Dagobert attacha sur Lucien un regard étincelant de fureur.

Il fit même en cet instant un si violent effort que si les cordes eussent été moins épaisses, elles se seraient brisées.

Lucien se pencha à l’oreille du chevalier :

– On ne lui fera pas de mal, au moins ? dit-il.

– Aucun !

Puis le chevalier dit à ses deux serviteurs :

– Faites un brancard avec quatre baliveaux, mettez-moi cet homme dessus et portez-le au château, où vous le descendrez tenir compagnie dans la cave à Benoît.

– Benoît ? exclama Lucien.

– Oui, le petit drôle vous trahissait, mon ami.

– C’est impossible !

– C’est la vérité ! mais je vous expliquerai tout cela en route. Allons reprendre nos chevaux, et courons à la Cour-Dieu.

Dagobert entendit ces derniers mots, et il parvint à jeter un cri si puissant, à travers son bâillon, que Lucien en tressaillit.

– Allons-nous-en ! dit-il, ce spectacle me fait mal.

Cinq minutes après, Dagobert, écumant, entendit retentir le galop des deux chevaux qui s’éloignaient.

Alors les deux valets du chevalier exécutèrent les ordres de leur maître.

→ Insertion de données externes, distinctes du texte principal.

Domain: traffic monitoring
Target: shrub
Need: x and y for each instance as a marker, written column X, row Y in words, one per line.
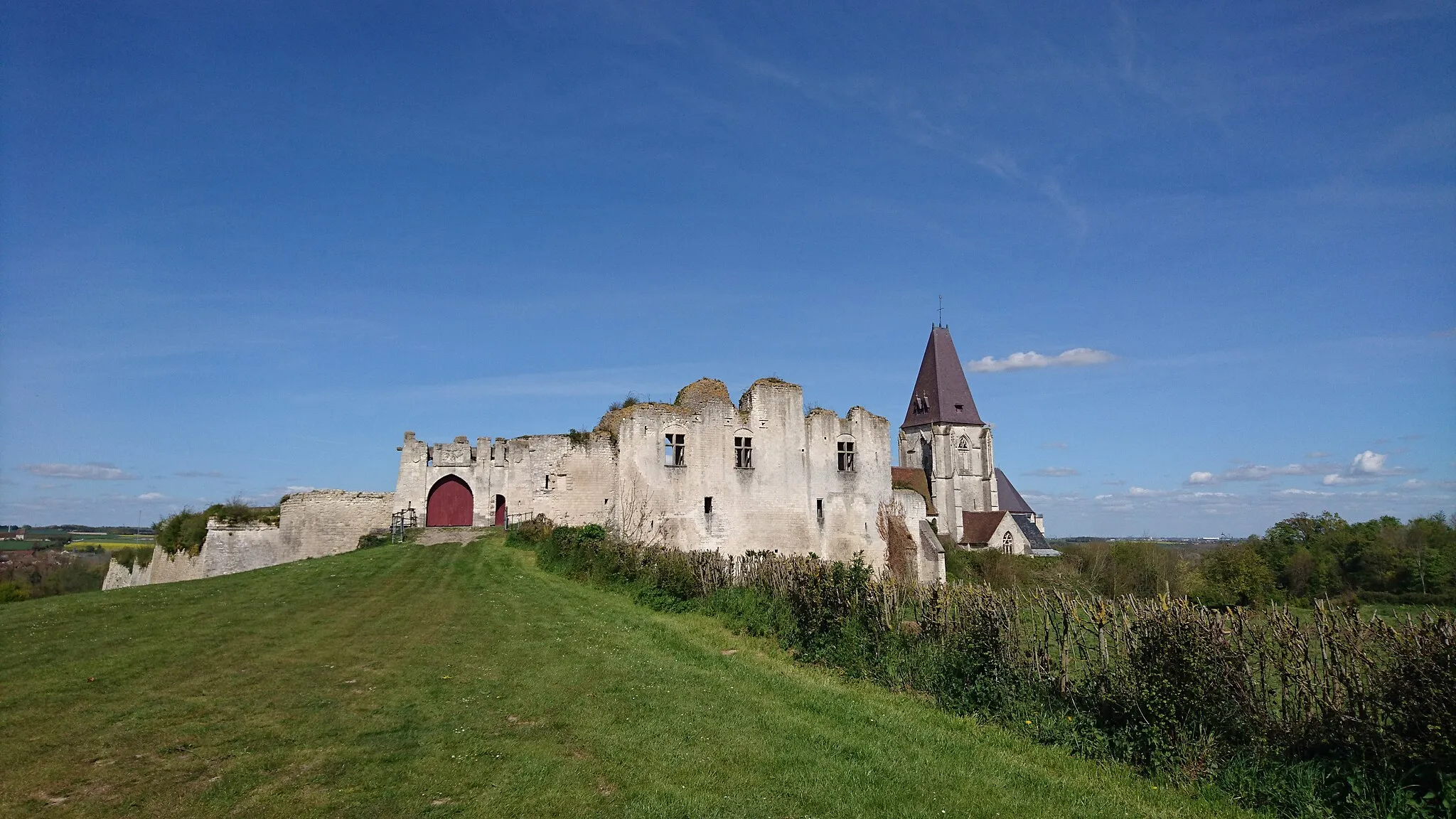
column 376, row 538
column 1302, row 713
column 12, row 592
column 187, row 530
column 133, row 556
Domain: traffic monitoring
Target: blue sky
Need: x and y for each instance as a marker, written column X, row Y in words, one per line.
column 245, row 247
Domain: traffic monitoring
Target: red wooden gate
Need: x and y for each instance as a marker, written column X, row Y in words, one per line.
column 450, row 503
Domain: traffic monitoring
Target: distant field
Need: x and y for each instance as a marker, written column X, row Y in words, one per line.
column 109, row 544
column 462, row 681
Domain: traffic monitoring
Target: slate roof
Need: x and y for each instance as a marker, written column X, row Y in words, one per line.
column 914, row 478
column 941, row 394
column 1008, row 496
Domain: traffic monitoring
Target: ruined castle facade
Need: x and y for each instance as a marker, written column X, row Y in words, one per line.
column 705, row 473
column 701, row 473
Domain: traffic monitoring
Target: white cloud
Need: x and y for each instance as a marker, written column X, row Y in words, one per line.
column 1363, row 469
column 1140, row 491
column 1078, row 358
column 79, row 471
column 1368, row 464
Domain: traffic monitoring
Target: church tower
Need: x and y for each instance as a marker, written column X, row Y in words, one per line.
column 946, row 437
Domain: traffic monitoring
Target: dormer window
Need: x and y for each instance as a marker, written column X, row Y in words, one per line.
column 675, row 451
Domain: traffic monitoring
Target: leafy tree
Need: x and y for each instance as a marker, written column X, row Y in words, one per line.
column 1235, row 574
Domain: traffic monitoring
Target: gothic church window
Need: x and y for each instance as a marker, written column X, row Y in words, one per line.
column 743, row 452
column 675, row 451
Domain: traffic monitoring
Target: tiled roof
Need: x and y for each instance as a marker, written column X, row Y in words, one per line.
column 941, row 394
column 1011, row 500
column 978, row 527
column 1034, row 535
column 914, row 478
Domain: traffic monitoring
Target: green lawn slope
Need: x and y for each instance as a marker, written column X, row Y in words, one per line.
column 462, row 681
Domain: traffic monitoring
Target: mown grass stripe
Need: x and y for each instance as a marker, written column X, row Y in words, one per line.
column 290, row 692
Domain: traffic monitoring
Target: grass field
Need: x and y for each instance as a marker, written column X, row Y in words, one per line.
column 462, row 681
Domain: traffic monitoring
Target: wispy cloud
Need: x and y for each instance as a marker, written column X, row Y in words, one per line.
column 79, row 471
column 1004, row 166
column 1076, row 358
column 1256, row 473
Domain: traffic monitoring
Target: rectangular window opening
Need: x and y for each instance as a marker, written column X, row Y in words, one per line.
column 673, row 449
column 743, row 452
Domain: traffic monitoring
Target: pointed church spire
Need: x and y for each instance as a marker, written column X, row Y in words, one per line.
column 941, row 394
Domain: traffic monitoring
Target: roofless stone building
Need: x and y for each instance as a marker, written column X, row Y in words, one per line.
column 702, row 473
column 707, row 473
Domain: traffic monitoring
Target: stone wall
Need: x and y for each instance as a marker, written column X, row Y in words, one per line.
column 176, row 567
column 314, row 523
column 328, row 522
column 122, row 577
column 793, row 498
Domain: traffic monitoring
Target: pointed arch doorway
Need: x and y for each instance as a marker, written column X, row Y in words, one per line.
column 451, row 503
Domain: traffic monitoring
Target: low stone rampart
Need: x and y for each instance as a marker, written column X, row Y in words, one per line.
column 318, row 523
column 122, row 577
column 176, row 567
column 326, row 522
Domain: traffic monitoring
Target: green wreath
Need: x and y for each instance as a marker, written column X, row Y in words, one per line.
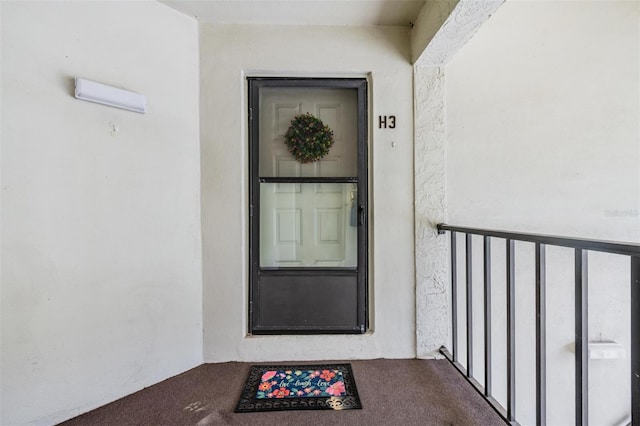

Ils coupèrent les branches d’arbres, les assemblèrent grossièrement, et fabriquèrent en quelques minutes une sorte de civière, sur laquelle ils posèrent Dagobert.

Puis, à travers la forêt, ils prirent le chemin du manoir du chevalier, où ils arrivèrent après une heure de marche.

La clé était toujours sous la porte ; les chiens n’avaient pas quitté le chenil.

Badinier ouvrit la porte et entra le premier. Puis il se procura de la lumière.

Le silence le plus profond régnait dans la maison, et Manon, la vieille servante sourde, dormait toujours.

Alors les deux valets prirent Dagobert à bras-le-corps, s’engageant sur l’échelle de meunier qui servait d’escalier.

Mais comme ils arrivaient sur la dernière marche, Badinier, qui portait la lanterne d’une main, jeta un cri d’étonnement et de rage.

La cave était vide, et Benoît le bossu avait disparu.